Risk Factors for Cholesterol Stones
- Age – older age groups.
- Ethnicity – northern Europeans, north and south Americans, including Caucasians, Hispanics and Native Americans.
- High triglyceride and low HDL levels in the blood – hyperlipidemia.
- Female. Apart from gender, the use of female hormone medication like oral contraceptives, and pregnancy increases the risk of gallstone formation.
- Metabolic syndrome
- Rapid weight loss
- Fasting or dieting and other factors that slows gallbladder emptying like neurological defects as a result of injuries to the spinal cord.
- Other factors such as a family history, diet high in fats and sugars, drugs like cholesterol-lowering agents and certain chronic conditions like diabetes may also increase the risk for cholesterol stones.

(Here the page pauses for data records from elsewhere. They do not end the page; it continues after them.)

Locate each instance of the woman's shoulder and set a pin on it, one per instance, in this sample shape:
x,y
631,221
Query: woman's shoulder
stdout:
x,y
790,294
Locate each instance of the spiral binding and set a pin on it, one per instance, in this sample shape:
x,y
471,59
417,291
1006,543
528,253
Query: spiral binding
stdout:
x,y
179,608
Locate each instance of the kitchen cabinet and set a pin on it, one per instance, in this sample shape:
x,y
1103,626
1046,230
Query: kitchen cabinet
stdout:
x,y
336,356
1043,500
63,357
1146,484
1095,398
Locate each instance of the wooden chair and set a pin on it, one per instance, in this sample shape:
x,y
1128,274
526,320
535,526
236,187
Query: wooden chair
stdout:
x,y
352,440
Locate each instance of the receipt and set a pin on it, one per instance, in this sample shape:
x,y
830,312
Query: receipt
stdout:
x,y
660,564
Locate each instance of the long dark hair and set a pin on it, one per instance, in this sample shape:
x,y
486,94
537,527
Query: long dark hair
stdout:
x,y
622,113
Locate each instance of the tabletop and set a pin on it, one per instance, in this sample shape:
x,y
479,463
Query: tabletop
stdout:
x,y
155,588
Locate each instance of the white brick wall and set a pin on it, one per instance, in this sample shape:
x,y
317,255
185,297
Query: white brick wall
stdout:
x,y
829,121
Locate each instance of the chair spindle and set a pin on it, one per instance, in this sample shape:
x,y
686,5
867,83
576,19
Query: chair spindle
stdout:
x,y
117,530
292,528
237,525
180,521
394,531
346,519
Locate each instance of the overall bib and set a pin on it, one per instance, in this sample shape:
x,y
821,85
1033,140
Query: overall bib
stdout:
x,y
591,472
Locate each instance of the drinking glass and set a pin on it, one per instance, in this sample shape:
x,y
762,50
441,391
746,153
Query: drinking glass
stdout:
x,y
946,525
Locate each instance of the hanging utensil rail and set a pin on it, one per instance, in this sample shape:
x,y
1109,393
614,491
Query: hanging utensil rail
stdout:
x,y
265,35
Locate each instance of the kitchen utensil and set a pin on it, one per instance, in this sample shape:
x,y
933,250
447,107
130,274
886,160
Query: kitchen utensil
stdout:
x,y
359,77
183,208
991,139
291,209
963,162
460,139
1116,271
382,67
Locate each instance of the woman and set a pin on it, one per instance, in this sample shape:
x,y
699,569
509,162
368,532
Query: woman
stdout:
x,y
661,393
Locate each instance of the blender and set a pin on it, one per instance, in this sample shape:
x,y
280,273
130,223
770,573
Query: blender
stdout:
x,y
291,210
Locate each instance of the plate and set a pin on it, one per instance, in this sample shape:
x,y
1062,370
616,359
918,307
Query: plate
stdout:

- Inborn errors in bile acid metabolism, like cerebrotendinous xanthomatosis
Causes of Pigment Stones
Pigment stones are a result of large amounts of unconjugated bilirubin in the blood. Most bilirubin in the bile is conjugated with only a small amount being unconjugated. Any factor that increases the amount of unconjugated bilirubin may result in pigment gallstones. Bacterial enzymes, rapid and excessive breakdown of red blood cells and impaired bile flow or static bile are the main contributing factors.
Risk Factors of Pigment Stones
- Advancing age and ethnicity is also a risk factor – pigment stones are more commonly seen in Asians, particularly those living in a rural setting.
- Chronic hemolytic syndromes – this is the breakdown of red blood cells that is above the norm (black stones)
- Hepatic cirrhosis (black stones)
- Gastrointestinal diseases or surgery that impairs the resorption of bile salts (black stones)
- Impaired emptying of the gallbladder or static bile (brown stones)
- Infection, particularly bacterial or parasitic infections of the biliary tree (brown stones)
Prevention of Gallstones
Understanding and identifying the risk factors for gallstone formation is one of the key components of prevention. However, it does not mean that every person with these risk factors will develop gallstones. Generally, a single episode of symptomatic gallstones warrants the surgical removal of the gallbladder (cholecystectomy) in order to prevent a recurrence. This surgery however may be delayed until there is one or more recurrence and depends on the type of gallstone.
The link between diet and gallstone formation is inconclusive but avoiding fatty foods, dairy and meat may be useful in preventing gallstones. With high triglyceride levels being one of the risk factors of developing the more common type of gallstone, cholesterol stones, a triglyceride diet and proper management of hyperlipidemia should be considered. Obesity should also be targeted with proper medical weight loss.
Read more on the Gallstones Diet for dietary management and prevention of gallstones and foods to avoid.
Treatment of Gallstones
Proper diagnosis of gallstones with blood tests, imaging techniques like an x-ray, CT scan or HIDA, as well as endoscopic investigation is necessary before medical or surgical intervention is considered.
Read more on Gallbladder Tests.
Treatment of gallstones may involve one or more of the following measures :
- Bile acid drugs like chenodiol or ursodiol helps to “dissolve” cholesterol stones.
- Fragmentation of stones (“blasting”) using sound shock waves is known as lithotripsy. However a cholescystectomy may still be advisable and lithotripsy may therefore be unnecessary.